DAVE'S LIFE ON HOLD

Designing Software Systems for Fun and Profit

An ever increasing amount of my time is being spent documenting the design and operation of complex systems. And as I try to convey the rationale behind each design decision, I find that the terminology we use to discuss complexity to be inadequate. Part of the problem is most audiences glaze over once you mention complexity. The next most common breakdown occurs when the topic of O() notion enters into the conversation. You can talk in terms of constant, linear, logarithmic, or exponential, but intuition in that space is severly lacking in general.

So the net result of all this is a conversation that goes like this:

We have two solutions. One performs a linear search of the data set and generates a lookup table, and then applies a transformation to the entire data set in a second linear scan. This transform is in constant time due to the lookup table. The second solution partioons the data set at population time and then performs a exponential sweep of each partition.

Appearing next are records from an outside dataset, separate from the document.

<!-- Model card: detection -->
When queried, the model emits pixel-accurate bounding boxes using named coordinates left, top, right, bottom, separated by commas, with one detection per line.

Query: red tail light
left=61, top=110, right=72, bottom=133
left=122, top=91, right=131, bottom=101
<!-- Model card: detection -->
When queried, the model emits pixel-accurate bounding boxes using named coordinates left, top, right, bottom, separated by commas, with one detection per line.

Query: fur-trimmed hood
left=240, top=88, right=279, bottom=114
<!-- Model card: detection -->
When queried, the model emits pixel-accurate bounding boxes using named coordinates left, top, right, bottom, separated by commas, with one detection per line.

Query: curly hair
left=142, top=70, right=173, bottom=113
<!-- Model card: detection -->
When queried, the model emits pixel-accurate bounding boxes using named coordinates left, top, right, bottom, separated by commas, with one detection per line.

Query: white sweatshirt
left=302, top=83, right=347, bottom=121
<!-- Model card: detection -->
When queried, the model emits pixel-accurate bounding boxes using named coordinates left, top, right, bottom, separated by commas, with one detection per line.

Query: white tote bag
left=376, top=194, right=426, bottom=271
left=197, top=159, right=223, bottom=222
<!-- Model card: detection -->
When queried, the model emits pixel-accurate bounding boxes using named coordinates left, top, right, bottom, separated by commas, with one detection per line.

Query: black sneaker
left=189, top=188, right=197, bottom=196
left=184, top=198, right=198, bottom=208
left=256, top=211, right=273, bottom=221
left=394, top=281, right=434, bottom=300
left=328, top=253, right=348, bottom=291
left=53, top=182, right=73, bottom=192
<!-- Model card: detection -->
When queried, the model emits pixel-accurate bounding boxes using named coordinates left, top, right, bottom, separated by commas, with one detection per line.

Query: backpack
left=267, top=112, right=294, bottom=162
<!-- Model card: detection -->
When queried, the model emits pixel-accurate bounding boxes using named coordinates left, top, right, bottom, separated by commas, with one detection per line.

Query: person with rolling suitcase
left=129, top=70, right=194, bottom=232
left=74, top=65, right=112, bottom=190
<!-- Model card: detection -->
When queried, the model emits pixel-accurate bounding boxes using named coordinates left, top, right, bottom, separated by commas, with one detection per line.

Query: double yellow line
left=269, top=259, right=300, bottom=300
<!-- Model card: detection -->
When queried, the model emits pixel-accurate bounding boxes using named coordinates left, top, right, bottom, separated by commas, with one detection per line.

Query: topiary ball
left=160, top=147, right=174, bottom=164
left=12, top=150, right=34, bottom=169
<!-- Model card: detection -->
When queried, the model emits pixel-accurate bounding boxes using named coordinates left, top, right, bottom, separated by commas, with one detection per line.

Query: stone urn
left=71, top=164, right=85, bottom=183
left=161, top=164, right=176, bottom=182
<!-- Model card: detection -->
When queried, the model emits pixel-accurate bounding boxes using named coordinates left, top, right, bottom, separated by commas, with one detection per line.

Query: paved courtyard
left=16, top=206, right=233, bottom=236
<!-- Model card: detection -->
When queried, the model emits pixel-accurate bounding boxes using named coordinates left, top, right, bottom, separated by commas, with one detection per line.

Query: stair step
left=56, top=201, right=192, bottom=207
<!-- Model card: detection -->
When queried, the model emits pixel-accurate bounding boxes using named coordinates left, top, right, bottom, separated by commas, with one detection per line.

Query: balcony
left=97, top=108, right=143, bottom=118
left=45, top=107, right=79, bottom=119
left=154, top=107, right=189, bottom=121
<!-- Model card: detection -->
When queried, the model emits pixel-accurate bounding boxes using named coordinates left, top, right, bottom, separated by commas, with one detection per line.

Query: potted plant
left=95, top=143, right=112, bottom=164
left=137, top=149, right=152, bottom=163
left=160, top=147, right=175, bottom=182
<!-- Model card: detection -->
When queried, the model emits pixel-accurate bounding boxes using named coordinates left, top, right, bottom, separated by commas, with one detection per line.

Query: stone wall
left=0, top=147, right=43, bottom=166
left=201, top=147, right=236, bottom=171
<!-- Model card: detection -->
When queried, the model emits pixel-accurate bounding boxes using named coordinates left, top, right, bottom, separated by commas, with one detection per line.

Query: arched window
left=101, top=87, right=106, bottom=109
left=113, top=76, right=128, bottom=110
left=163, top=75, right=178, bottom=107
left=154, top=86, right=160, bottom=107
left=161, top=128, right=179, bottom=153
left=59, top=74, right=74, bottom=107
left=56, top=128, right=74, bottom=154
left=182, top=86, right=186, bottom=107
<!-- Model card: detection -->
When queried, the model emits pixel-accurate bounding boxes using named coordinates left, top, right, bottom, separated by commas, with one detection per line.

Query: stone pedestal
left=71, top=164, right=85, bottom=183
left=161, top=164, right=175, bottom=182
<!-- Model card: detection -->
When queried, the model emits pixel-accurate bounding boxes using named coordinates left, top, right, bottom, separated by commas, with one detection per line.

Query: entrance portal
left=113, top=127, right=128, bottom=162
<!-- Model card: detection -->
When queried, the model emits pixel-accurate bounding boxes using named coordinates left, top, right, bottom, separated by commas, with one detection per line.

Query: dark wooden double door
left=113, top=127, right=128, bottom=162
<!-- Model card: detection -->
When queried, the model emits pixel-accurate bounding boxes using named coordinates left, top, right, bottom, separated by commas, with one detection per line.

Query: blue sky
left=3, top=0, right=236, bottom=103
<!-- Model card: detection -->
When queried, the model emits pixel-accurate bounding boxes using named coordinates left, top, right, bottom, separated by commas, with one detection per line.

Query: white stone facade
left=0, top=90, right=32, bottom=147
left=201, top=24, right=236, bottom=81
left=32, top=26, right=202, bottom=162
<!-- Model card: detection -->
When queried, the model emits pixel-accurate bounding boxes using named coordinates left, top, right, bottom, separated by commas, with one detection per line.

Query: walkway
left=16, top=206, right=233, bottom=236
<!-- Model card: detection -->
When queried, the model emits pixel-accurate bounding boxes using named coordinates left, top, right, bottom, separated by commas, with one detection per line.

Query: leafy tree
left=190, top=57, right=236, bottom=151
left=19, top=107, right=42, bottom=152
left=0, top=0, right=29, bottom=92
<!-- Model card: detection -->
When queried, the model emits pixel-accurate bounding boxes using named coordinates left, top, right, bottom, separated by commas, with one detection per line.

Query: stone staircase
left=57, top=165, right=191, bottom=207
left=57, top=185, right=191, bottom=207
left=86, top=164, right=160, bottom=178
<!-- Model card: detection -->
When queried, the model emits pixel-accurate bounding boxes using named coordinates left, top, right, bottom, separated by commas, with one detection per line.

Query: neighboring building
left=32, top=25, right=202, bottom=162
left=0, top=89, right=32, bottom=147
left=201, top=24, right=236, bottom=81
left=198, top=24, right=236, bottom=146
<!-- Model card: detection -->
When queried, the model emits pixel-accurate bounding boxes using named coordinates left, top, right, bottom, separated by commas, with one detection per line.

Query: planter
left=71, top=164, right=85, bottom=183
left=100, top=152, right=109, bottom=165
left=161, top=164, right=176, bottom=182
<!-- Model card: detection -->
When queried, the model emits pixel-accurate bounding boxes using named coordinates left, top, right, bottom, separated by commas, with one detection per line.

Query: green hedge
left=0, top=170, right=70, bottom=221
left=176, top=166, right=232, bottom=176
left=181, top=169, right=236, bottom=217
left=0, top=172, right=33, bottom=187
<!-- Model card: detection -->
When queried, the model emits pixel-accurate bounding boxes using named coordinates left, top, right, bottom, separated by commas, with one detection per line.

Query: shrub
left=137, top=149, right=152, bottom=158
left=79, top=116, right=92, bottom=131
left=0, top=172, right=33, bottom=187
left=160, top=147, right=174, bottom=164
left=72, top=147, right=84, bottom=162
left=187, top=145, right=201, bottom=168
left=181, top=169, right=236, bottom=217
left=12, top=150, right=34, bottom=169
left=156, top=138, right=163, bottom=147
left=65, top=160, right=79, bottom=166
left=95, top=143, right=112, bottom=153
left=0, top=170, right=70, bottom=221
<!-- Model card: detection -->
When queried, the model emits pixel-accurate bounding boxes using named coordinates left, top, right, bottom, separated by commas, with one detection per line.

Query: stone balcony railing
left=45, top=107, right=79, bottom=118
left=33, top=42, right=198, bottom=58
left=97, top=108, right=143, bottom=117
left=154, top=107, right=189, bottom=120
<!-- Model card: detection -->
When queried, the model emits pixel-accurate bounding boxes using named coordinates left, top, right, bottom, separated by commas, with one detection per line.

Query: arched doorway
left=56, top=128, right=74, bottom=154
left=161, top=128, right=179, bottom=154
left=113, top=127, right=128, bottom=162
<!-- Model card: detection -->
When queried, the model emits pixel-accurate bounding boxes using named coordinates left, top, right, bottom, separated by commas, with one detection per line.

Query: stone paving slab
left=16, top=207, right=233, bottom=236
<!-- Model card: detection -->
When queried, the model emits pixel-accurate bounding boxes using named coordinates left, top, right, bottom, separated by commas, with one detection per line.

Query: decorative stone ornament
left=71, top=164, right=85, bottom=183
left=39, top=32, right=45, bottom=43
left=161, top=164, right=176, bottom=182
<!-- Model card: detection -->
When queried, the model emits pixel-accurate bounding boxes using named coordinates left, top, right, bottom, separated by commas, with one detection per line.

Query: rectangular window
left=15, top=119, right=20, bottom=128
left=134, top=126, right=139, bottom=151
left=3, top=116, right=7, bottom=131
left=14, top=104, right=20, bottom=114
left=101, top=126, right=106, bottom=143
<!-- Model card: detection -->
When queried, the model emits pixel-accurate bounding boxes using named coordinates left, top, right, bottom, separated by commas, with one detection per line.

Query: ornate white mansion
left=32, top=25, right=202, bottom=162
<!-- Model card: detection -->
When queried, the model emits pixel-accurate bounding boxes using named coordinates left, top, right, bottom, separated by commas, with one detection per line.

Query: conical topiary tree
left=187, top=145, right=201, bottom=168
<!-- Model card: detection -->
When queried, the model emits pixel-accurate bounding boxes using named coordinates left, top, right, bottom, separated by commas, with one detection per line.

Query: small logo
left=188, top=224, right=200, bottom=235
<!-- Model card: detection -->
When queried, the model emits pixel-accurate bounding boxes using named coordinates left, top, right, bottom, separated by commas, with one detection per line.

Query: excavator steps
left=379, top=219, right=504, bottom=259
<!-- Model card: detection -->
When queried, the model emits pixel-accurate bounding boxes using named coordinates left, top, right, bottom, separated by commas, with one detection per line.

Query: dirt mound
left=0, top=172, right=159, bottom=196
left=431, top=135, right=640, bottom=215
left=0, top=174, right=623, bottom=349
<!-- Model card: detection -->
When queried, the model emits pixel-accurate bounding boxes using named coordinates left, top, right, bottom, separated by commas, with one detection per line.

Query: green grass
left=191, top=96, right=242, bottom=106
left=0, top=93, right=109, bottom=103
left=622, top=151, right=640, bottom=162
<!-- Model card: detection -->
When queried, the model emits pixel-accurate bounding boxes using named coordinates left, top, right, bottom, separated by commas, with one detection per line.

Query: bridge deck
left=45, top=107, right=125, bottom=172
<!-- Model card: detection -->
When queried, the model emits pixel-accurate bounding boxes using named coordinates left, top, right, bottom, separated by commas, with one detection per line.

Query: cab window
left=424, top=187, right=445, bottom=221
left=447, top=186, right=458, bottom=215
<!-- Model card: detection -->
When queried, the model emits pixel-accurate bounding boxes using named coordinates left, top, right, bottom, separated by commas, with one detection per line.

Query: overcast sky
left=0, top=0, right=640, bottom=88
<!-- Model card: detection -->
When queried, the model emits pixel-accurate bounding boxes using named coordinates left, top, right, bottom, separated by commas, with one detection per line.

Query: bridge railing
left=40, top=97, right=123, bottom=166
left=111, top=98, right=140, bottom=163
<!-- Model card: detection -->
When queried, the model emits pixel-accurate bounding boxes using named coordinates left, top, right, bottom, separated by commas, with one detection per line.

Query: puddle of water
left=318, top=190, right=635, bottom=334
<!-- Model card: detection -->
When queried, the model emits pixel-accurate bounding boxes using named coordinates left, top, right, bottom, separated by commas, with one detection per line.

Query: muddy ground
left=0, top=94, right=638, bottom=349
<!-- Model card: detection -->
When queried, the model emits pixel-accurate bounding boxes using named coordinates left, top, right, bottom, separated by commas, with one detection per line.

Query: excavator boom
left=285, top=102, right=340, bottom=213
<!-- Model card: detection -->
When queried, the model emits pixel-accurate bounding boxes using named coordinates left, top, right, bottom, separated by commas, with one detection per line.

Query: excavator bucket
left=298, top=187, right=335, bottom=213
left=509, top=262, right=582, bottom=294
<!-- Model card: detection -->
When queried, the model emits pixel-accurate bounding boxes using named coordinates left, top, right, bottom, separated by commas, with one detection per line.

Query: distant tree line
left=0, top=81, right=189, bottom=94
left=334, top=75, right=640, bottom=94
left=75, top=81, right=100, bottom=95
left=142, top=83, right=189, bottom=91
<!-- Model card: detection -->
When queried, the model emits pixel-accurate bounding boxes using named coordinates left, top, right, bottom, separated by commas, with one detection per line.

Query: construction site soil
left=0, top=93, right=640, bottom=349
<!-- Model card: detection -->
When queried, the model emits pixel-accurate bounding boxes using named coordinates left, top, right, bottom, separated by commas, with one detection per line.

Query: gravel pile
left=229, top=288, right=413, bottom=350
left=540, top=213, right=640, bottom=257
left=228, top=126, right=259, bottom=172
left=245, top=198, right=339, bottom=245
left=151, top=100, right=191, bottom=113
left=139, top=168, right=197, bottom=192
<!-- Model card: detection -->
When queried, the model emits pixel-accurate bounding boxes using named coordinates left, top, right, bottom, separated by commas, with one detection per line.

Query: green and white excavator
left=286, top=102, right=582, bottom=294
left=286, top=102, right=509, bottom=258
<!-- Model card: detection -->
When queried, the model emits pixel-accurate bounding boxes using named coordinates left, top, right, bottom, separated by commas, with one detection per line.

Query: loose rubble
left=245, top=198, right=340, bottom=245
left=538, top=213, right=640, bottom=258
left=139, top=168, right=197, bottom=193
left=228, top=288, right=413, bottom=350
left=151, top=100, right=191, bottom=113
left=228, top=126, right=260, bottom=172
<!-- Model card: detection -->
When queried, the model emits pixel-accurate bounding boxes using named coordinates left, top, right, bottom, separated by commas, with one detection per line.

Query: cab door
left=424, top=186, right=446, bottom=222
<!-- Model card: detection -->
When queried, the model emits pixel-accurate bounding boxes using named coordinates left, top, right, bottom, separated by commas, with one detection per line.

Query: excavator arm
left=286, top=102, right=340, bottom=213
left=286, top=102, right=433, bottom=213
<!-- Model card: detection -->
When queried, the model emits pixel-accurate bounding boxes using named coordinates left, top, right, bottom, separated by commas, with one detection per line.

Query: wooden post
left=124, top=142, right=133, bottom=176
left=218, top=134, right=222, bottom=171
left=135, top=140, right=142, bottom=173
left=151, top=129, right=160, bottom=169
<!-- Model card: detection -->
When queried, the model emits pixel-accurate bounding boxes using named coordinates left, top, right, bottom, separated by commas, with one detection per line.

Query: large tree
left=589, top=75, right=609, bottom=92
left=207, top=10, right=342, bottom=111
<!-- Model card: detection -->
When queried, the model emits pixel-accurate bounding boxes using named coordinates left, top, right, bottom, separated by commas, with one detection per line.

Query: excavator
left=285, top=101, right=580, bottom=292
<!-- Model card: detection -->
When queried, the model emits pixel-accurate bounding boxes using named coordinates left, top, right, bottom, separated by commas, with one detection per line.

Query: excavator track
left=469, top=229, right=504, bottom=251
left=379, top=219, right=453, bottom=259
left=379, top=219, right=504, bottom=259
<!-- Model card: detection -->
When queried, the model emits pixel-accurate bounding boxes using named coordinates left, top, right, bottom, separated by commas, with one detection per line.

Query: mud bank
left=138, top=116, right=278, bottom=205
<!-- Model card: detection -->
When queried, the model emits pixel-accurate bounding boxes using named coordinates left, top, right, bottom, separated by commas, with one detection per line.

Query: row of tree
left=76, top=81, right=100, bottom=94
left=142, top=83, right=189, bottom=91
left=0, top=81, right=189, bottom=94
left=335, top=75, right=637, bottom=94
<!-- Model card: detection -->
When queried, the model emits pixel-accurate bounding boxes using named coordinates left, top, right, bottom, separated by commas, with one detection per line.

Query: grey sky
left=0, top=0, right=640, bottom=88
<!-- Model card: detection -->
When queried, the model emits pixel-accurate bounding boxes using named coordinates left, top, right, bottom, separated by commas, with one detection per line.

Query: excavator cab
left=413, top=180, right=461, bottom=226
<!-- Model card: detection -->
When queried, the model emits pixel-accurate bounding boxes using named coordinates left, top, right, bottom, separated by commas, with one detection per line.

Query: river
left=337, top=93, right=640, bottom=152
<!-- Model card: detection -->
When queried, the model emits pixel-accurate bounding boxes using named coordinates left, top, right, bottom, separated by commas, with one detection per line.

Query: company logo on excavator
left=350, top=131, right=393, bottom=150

The math thinkers then fall into O(n) vs O(n^2) and deem the second more complex. The code thinkers look at the first solution and correctly deem it to be twice as much work and deem it much more complex to maintain, but the second one's partitioning scheme is too scary, so they'd rather do the first. The systems thinkers realize that when you build the lookup table vs the partition sets, the lookup table can not fit sufficiently in ram for large n so it slows the entire process down to the speed of ram. Negating any algorithmic advantage, as it will trash the northbridge with random reads. The lookup table must either be generated on all modes of the cluster or synchronized along with the data to each node also making it a pain to distribute. They like the second one though as the partitions can be made to fit in L1 cache and run at CPU speed for n will be always kept small. The service can also be kept stateless making it easy to distribute.

Each group views the complexity in it's own domain correctly, and each is making an adequate evaluation from their area of concern. But they come to very different real world outcomes. In the end the mathematical model requires real world constraints. Emperical evidence trumps conjecture. But measuring complexity in the real world is seldom simple.